コーヒータイム -Learning Optimism-

本を読むということは、これまで自分のなかになかったものを取りこみ、育ててゆくこと。多読乱読、英語書や中国語書もときどき。

愛着障害 子供時代を引きずる人々 (岡田尊司著)

 

愛着障害 子ども時代を引きずる人々 (光文社新書)

愛着障害 子ども時代を引きずる人々 (光文社新書)

 

 

ここしばらく心理学関係の本をよく読んでいる。自分の中にあるもやもやした感覚を言語化するための助けとするためだ。その中でも読み応えがある一冊。
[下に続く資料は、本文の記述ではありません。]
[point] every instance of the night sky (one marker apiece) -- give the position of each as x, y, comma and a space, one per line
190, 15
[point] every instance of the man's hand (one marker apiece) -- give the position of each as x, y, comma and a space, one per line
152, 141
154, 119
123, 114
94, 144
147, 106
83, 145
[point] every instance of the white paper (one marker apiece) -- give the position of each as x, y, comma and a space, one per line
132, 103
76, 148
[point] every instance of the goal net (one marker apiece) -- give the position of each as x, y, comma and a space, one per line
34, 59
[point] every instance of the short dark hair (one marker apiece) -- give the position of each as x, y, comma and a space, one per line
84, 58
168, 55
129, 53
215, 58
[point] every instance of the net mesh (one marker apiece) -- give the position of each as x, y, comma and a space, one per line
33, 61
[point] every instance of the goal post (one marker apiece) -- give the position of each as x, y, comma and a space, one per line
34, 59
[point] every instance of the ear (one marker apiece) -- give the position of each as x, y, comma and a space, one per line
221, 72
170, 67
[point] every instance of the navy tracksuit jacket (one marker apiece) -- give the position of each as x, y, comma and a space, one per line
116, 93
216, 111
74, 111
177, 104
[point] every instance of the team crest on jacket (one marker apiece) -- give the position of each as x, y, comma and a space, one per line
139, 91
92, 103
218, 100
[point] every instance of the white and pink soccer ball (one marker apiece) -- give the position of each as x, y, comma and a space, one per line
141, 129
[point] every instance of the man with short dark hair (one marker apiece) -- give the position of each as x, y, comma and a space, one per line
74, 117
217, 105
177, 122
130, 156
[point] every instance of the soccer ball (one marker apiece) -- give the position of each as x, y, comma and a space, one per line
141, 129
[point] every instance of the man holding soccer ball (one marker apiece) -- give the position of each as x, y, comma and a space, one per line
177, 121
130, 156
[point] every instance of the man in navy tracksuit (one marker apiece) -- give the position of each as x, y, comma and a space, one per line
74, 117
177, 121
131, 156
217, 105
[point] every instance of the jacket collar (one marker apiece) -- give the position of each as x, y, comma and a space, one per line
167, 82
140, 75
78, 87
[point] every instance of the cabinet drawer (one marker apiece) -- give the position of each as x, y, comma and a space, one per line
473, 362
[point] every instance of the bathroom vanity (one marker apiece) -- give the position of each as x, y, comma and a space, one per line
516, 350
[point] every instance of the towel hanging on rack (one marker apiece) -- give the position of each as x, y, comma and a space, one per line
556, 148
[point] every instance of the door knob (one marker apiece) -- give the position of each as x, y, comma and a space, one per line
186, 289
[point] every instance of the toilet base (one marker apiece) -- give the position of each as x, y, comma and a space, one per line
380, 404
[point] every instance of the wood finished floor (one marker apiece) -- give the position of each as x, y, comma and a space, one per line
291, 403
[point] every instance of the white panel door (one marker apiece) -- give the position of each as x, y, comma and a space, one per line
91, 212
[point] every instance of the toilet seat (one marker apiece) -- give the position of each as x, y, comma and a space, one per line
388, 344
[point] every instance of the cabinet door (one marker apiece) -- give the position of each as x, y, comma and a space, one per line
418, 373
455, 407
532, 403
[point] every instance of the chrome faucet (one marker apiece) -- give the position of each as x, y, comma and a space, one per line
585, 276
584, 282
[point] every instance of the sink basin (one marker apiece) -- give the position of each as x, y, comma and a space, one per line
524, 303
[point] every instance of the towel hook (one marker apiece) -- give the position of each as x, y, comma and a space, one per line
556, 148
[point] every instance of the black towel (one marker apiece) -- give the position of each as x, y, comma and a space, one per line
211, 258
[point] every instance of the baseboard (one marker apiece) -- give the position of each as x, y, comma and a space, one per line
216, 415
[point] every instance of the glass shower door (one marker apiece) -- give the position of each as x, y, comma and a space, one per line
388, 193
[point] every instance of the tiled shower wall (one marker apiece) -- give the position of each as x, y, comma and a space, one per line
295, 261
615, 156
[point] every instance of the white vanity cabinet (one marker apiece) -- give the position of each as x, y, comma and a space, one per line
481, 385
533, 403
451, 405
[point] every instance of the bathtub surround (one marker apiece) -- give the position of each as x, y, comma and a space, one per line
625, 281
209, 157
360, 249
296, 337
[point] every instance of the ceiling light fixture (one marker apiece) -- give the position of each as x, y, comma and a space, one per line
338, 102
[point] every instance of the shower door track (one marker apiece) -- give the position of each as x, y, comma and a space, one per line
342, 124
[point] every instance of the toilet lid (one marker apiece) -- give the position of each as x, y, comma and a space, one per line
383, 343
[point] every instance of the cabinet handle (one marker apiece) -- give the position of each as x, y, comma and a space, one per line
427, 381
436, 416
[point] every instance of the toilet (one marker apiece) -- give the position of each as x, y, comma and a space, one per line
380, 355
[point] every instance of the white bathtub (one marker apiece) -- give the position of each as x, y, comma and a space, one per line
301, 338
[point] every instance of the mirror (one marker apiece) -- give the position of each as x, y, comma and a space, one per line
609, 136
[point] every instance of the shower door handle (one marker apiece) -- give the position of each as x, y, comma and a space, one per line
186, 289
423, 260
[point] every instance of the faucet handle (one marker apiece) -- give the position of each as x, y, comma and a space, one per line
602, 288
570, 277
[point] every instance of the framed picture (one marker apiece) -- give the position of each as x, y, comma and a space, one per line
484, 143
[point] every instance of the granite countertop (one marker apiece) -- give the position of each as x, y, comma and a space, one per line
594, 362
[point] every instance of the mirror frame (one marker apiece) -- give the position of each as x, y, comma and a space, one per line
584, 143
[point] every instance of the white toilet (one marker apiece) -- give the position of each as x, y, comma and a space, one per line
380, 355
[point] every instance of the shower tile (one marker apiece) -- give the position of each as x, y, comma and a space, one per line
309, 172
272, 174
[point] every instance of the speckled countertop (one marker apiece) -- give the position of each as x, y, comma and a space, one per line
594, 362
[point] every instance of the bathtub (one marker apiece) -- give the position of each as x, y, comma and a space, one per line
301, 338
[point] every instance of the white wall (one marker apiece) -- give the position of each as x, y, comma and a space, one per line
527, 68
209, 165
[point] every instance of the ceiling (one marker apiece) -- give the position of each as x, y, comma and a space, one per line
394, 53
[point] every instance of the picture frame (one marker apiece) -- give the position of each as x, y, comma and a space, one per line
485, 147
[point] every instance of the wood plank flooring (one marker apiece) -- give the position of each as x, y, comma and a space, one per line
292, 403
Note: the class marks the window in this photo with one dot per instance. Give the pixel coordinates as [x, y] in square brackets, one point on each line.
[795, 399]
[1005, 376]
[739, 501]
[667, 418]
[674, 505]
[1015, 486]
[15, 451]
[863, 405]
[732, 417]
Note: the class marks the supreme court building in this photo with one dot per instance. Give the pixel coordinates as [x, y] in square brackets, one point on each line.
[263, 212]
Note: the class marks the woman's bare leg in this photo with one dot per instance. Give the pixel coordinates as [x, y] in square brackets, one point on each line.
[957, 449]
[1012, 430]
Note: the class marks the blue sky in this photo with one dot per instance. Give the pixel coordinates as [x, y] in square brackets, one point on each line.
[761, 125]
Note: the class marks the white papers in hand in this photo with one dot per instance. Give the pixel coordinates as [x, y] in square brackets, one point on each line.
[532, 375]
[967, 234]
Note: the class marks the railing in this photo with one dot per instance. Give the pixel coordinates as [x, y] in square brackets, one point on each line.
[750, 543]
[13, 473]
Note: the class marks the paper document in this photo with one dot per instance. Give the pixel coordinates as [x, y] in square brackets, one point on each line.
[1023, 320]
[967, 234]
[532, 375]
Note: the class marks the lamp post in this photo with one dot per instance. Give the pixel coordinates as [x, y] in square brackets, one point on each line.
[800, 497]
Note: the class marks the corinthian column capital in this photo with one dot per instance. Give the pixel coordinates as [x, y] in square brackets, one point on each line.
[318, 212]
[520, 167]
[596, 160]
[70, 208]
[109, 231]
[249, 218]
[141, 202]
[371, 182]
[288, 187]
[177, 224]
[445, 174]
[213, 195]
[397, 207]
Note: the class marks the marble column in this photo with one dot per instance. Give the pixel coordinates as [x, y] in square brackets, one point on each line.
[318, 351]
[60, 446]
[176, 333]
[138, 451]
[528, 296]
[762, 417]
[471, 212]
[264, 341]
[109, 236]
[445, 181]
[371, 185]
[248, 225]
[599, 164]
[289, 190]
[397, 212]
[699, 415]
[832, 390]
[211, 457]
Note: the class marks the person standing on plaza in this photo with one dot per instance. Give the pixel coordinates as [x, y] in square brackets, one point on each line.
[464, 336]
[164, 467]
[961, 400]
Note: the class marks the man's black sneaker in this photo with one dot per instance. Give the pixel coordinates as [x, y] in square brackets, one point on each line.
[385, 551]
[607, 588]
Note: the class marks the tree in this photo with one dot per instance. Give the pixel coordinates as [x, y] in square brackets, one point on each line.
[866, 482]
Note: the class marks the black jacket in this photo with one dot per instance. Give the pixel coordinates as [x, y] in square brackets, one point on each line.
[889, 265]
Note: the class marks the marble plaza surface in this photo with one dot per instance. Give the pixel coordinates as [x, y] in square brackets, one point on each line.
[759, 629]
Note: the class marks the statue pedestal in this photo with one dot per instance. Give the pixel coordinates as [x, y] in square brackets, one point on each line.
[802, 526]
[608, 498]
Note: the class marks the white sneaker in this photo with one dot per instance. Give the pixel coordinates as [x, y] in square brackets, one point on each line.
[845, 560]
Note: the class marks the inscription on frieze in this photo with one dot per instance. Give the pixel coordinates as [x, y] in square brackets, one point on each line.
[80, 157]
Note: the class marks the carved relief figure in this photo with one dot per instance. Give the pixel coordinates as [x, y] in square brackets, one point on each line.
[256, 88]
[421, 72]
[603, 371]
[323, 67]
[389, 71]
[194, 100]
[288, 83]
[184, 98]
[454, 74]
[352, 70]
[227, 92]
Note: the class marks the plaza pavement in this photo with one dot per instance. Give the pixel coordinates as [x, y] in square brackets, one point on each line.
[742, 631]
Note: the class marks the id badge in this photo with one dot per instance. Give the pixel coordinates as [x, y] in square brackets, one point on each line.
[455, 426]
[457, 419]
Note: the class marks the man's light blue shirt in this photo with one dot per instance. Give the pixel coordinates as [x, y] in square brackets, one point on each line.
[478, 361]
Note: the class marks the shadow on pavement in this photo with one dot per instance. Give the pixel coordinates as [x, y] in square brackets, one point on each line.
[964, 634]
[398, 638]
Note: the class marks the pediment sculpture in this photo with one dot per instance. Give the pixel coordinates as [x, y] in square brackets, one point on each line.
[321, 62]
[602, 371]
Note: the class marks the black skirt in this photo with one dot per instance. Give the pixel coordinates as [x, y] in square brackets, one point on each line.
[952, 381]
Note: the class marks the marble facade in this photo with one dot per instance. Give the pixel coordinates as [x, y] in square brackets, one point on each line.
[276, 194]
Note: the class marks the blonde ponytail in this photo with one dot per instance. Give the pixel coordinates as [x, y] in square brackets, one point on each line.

愛着とは、人と人との絆を結ぶ能力である。人はそれぞれ特有の愛着スタイルをもっていて、対人関係だけでなく、感情や認知、行動に広く影響していると著者は主張する。安定した愛着スタイルをもつことができた人は、対人関係においても、仕事においても、高い適応力を示す。

愛着スタイルは、子供の頃の愛着パターンに大きく影響される。子供の愛着パターンは「安定型」「回避型」「抵抗/両価型」「混乱型」に分けられ、書名にもあるように、これを大人になるまで引きずるがために心理的問題を起こす人々がいると著者はいう。

「安定型」は健全な愛着反応だ。母親が離れると泣いたり不安がるが、母親が戻れば素直に再会を喜ぶ。

「回避型」は母親から引き離されてもほとんど無反応で、母親が安全基地として機能していないから最初から求めようとしない。児童養護施設やネグレクトの子供達に典型的で、その後反抗や攻撃性の問題がみられやすい。

「抵抗/両価型」は、母親から離れると激しく泣くのに、母親が戻ってきてもすぐ近づかずに拒んだり嫌がったりする。しかし、いったんくっつくとなかなか離れない。母親が安全基地として十分機能していないために、過剰な愛着反応を起こしているのだ。母親が世話するときと無関心なときの落差が大きい場合に典型的で、その後不安障害になるリスクが高く、いじめなどにあいやすい。

最後の「混乱型」は、回避型と抵抗型が入り混じった一貫性のない無秩序パターンだ。虐待を受けている子や母親の精神状態が不安定な子に典型的で、安全基地となるべき母親が逆に危険な場所となっているため混乱していると考えられる。境界性パーソナリティ障害のリスクが高い。

このような状況にさらされた子供は、自分なりにまわりに秩序をもたらそうとしてか、しだいにある特定パターンの行動をすることで親の注意関心を引こうとしたり、親から愛着を引き出そうとしたりする。支配的、従順的、あるいは操作的に振る舞うのだ。癇癪を起こしてずっと泣いたり暴れたり、いい子にしようとしたり、親がある行動をしてくれるよう仕向けたりする。これが、子供の愛着パターンを形作り、しだいに大人の愛着スタイルに結びついていく。

愛着スタイルが不安定な大人は、まず人とほどよい距離が取れない。次に建設的な怒りではなく非機能的な怒り、すなわちものごとをよくするための怒りではなく相手への肉体的・精神的攻撃のための怒りを抱きやすい。そして共感性が未発達で、他人に対して全か無か、好きか嫌いかで判断しがちになり、ここは好きだけどここは嫌い、というように全体的に考えるのができない傾向が強い。

 

著者がいう愛着スタイルが不安定な人の特徴は、私にもあてはまるものが多い。特に学生時代ははっきり出ていたため友達もできにくく、今でも連絡をとりあう大学時代の友人というものはほとんどいない。ちなみにこの本の巻末には愛着スタイル診断テストがあるが、私は「恐れ・回避型」の結果が出た。我ながら納得の結果である。

社会に出てから対人関係でつまずき反省する中で、心理学関係の本を読み漁るようになった。しだいに自分は対人関係について距離感をつかむのが苦手なのだと分かってきた。初対面でなれなれしく話したかと思えば、数年におよぶつきあいなのに未だ距離が縮まらなかったりする。まさに著者がいう不安定な愛着スタイルをとっていた。

そのことに気づいた今になっても愛着スタイルをなかなか変えることができず、距離を縮めたいのにできないもどかしさにかられたり苦しめられたりする。昨日よりは良くなっているはずだと信じて、自分と戦い続けている。

本書の中に一つ面白い方法があった。親から認められることを望むのをやめて「自分が自分の親になる」のだ。これは是非試してみたいと思う。